We conducted a single centre cohort study of 3602 patients consecutively collected with the diagnosis of CAP. We assessed clinical, radiographic and pleural fluid chemistry and microbiological variables. Pleural effusion was classified according to American College of Chest Physicians guidelines. Patients were classified whether they received prior ICS treatment or not.
659 patients (18%) were treated with ICS before diagnosis of CAP (COPD: 56% Asthma: 13%, Bronchiectasis: 6%, others: 25%). Prior treatment with ICS was significant associated with less incidence of parapneumonic effusion compared to those without prior ICS treatment (5% vs. 12%, p<0.001).

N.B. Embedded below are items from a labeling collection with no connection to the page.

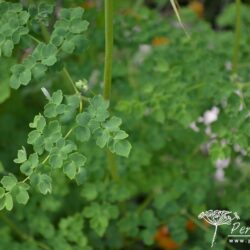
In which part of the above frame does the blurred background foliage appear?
[0,0,250,250]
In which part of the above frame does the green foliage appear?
[0,2,30,57]
[0,0,250,250]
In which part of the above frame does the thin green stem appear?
[103,0,114,100]
[0,212,50,250]
[107,150,119,181]
[232,0,241,73]
[63,67,83,112]
[103,0,119,181]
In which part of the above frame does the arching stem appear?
[103,0,114,100]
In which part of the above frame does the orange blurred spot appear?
[151,36,170,46]
[155,226,180,250]
[186,219,196,232]
[188,0,204,17]
[82,0,96,9]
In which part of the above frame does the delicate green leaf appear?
[14,147,27,163]
[5,193,13,211]
[63,162,77,180]
[1,175,17,191]
[38,174,52,194]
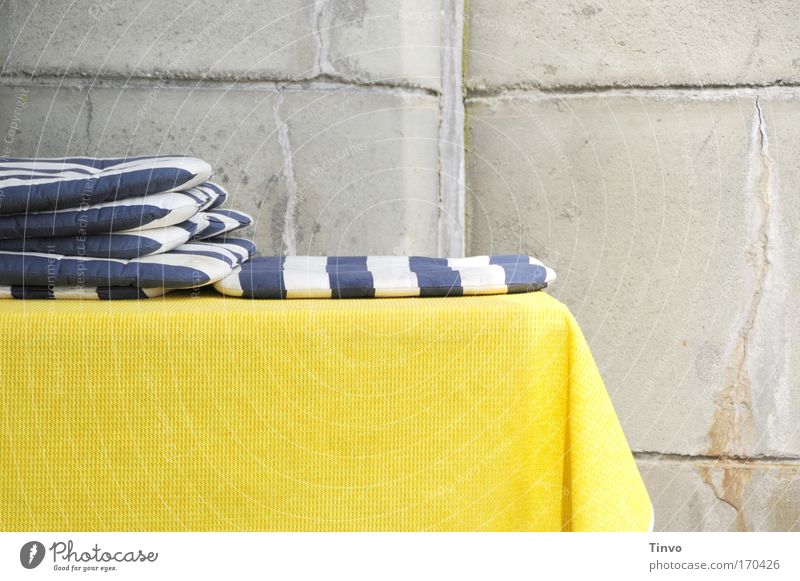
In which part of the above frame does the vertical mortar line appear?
[437,0,465,257]
[272,91,300,256]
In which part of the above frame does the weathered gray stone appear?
[0,83,438,254]
[467,0,800,89]
[324,0,442,90]
[467,92,768,455]
[2,0,441,89]
[747,90,800,457]
[637,458,800,531]
[4,0,317,80]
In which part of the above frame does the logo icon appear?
[19,541,44,569]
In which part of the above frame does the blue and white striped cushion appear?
[214,255,556,299]
[0,239,255,289]
[0,286,171,301]
[194,209,253,240]
[0,189,208,239]
[0,213,208,258]
[189,182,228,212]
[0,156,211,214]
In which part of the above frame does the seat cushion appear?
[214,255,556,299]
[194,209,253,240]
[0,192,208,239]
[0,239,255,289]
[0,156,211,214]
[0,286,170,301]
[0,213,208,258]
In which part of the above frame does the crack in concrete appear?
[633,450,800,469]
[437,0,466,257]
[694,466,752,531]
[695,94,774,531]
[465,79,800,100]
[708,95,774,456]
[273,92,300,256]
[0,71,440,97]
[311,0,338,77]
[86,90,93,143]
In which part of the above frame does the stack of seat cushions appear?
[0,156,255,298]
[214,255,556,299]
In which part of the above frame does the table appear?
[0,292,653,531]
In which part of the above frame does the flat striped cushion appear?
[214,255,556,299]
[0,190,208,239]
[183,182,228,212]
[194,209,253,240]
[0,213,208,258]
[0,239,255,289]
[0,156,211,214]
[0,286,170,301]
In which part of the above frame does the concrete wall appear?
[0,0,800,530]
[465,0,800,530]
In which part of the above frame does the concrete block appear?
[467,0,800,90]
[0,83,438,255]
[637,458,800,532]
[3,0,440,89]
[324,0,442,90]
[747,90,800,457]
[467,92,780,456]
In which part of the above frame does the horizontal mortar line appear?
[633,451,800,467]
[0,74,439,99]
[465,83,800,103]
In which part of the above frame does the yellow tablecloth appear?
[0,293,652,531]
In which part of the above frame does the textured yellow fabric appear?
[0,293,652,531]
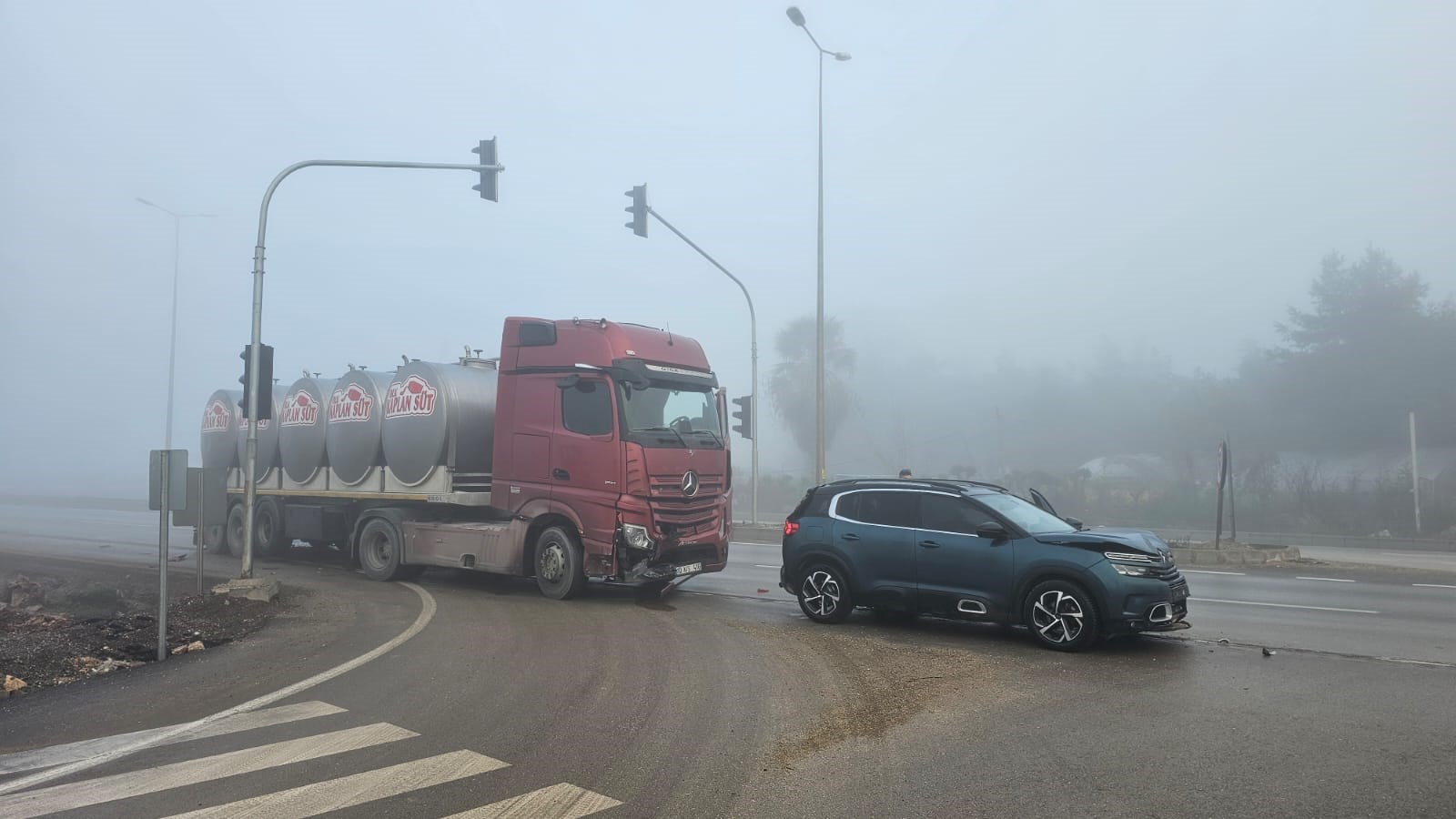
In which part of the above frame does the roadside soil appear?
[0,565,279,693]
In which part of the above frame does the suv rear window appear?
[834,491,919,528]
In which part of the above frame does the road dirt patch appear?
[0,570,278,691]
[735,622,1016,770]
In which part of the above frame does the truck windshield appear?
[617,383,723,449]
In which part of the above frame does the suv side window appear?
[835,491,917,528]
[920,492,995,535]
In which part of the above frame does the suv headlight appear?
[622,523,652,551]
[1102,552,1153,577]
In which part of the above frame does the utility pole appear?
[1410,410,1421,538]
[238,143,505,579]
[626,185,759,523]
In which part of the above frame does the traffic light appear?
[733,395,753,440]
[470,137,500,203]
[238,344,272,421]
[623,185,646,238]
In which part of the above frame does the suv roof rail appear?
[823,478,1010,494]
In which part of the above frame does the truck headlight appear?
[622,523,652,551]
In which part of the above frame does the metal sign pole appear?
[157,449,172,660]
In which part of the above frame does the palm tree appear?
[769,317,854,458]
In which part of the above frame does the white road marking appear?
[446,783,622,819]
[0,583,435,794]
[158,751,508,819]
[1188,598,1380,613]
[0,723,420,819]
[0,703,344,775]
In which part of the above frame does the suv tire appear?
[798,562,854,622]
[1022,580,1102,652]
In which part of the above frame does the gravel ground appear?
[0,572,278,691]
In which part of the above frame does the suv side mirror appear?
[976,521,1010,541]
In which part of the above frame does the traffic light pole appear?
[646,206,759,523]
[238,151,505,579]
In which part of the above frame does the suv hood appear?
[1032,529,1172,557]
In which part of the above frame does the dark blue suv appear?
[779,480,1188,652]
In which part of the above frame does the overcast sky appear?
[0,0,1456,495]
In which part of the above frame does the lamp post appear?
[784,5,849,482]
[136,197,217,449]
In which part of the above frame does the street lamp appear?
[136,197,217,449]
[784,5,849,482]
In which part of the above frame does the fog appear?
[0,0,1456,497]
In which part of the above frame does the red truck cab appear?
[490,318,733,583]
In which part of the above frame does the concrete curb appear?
[1174,547,1299,565]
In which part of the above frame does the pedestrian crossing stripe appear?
[0,703,622,819]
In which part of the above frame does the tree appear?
[769,317,854,458]
[1245,248,1456,451]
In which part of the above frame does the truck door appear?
[551,375,623,559]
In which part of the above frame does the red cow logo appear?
[329,383,374,424]
[278,389,318,427]
[202,400,233,433]
[384,376,439,419]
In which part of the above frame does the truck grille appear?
[651,491,719,536]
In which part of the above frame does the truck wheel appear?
[217,502,243,557]
[536,526,587,601]
[359,518,410,580]
[253,499,293,557]
[1022,580,1102,652]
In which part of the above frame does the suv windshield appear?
[976,492,1077,535]
[617,383,723,448]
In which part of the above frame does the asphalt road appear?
[0,500,1456,819]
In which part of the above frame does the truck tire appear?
[253,499,293,557]
[217,502,243,557]
[536,526,587,601]
[359,518,410,580]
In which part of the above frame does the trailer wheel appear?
[359,518,410,580]
[253,499,293,557]
[217,502,243,557]
[536,526,587,601]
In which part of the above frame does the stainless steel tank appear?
[278,378,335,484]
[202,389,243,470]
[325,370,395,485]
[236,385,287,482]
[384,359,497,485]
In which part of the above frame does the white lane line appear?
[160,751,508,819]
[0,583,435,794]
[446,783,622,819]
[1188,598,1380,613]
[0,703,344,775]
[0,723,420,819]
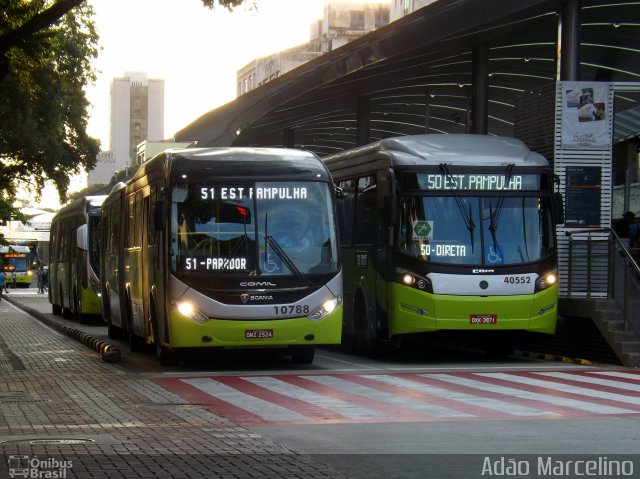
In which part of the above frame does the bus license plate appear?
[244,329,273,339]
[469,314,498,324]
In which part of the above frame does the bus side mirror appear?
[153,201,167,231]
[551,193,564,225]
[76,224,89,251]
[385,168,398,226]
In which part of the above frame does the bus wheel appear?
[291,346,316,364]
[107,319,122,339]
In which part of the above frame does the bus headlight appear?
[396,268,433,293]
[174,301,209,324]
[536,271,558,293]
[307,298,342,323]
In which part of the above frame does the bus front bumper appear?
[389,283,558,336]
[170,306,343,348]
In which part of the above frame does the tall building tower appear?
[88,72,164,185]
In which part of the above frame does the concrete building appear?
[236,1,389,96]
[88,72,164,186]
[136,140,191,165]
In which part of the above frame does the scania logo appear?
[240,281,277,288]
[240,293,273,304]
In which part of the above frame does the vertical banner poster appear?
[561,81,611,148]
[564,166,602,228]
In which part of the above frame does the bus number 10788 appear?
[274,304,309,316]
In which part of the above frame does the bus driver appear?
[278,219,311,249]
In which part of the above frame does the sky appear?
[87,0,328,146]
[28,0,336,208]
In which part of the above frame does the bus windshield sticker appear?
[484,245,504,264]
[260,252,282,274]
[412,220,433,241]
[200,186,308,200]
[417,173,540,191]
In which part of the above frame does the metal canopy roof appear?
[175,0,640,156]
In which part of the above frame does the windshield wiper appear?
[264,213,307,282]
[440,163,476,254]
[489,163,515,253]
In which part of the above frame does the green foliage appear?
[202,0,257,11]
[0,0,100,217]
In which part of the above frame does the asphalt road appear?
[10,294,640,478]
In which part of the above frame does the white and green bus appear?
[101,148,342,364]
[323,134,562,353]
[0,245,33,288]
[48,195,106,322]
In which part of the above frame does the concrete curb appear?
[513,350,593,366]
[4,296,122,363]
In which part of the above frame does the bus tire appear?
[291,346,316,364]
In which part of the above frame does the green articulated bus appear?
[49,195,106,322]
[323,134,562,354]
[0,245,32,288]
[101,148,342,364]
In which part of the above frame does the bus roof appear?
[137,147,330,182]
[323,134,549,168]
[52,195,107,222]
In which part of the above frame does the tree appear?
[0,0,99,233]
[0,0,254,240]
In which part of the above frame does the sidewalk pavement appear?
[0,293,343,479]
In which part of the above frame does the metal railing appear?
[566,228,640,334]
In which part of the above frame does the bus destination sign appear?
[417,173,540,191]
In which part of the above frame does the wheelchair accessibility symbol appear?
[485,245,504,264]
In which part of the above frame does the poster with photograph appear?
[562,82,611,148]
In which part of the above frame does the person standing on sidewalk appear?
[0,271,7,301]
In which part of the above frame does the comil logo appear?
[7,456,73,479]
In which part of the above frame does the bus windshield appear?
[3,253,29,272]
[399,195,555,266]
[170,181,339,277]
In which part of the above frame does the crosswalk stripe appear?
[158,370,640,424]
[587,371,640,381]
[420,373,636,414]
[535,372,640,392]
[242,376,389,419]
[303,376,475,418]
[181,378,307,421]
[477,373,640,406]
[363,375,555,416]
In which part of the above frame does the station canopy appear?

The multivariate analysis adjusted by age, sex, comorbidities and CAP severity, showed a significant association between prior ICS treatment and lower incidence of pleural effusion [OR 0.42 (95% CI, 0.28-0.64, p<0.001)]. Prior treatment with ICS was significantly associated with higher incidence of category 1 effusion (<10mm)(53% vs 30%, p=0.008 ) and lower incidence of category 4 (empyiema) compared to those without ICS treatment (3% vs 16%, p=0.05). Prior ICS treatment was associated with higher glucose and lower protein and lactic acid dehydrogenase (LDH) levels in the pleural effusion. No differences were observed in outcomes among the different chronic pulmonary disorders treated with ICS. There was no difference in pneumonia-related 30-d mortality between patients with and those without prior treatment with ICS.
The prior treatment of ICS in patients who develop CAP is associated with lower incidence and less severity of parapneumonic effusion, regardless of the baseline chronic respiratory condition.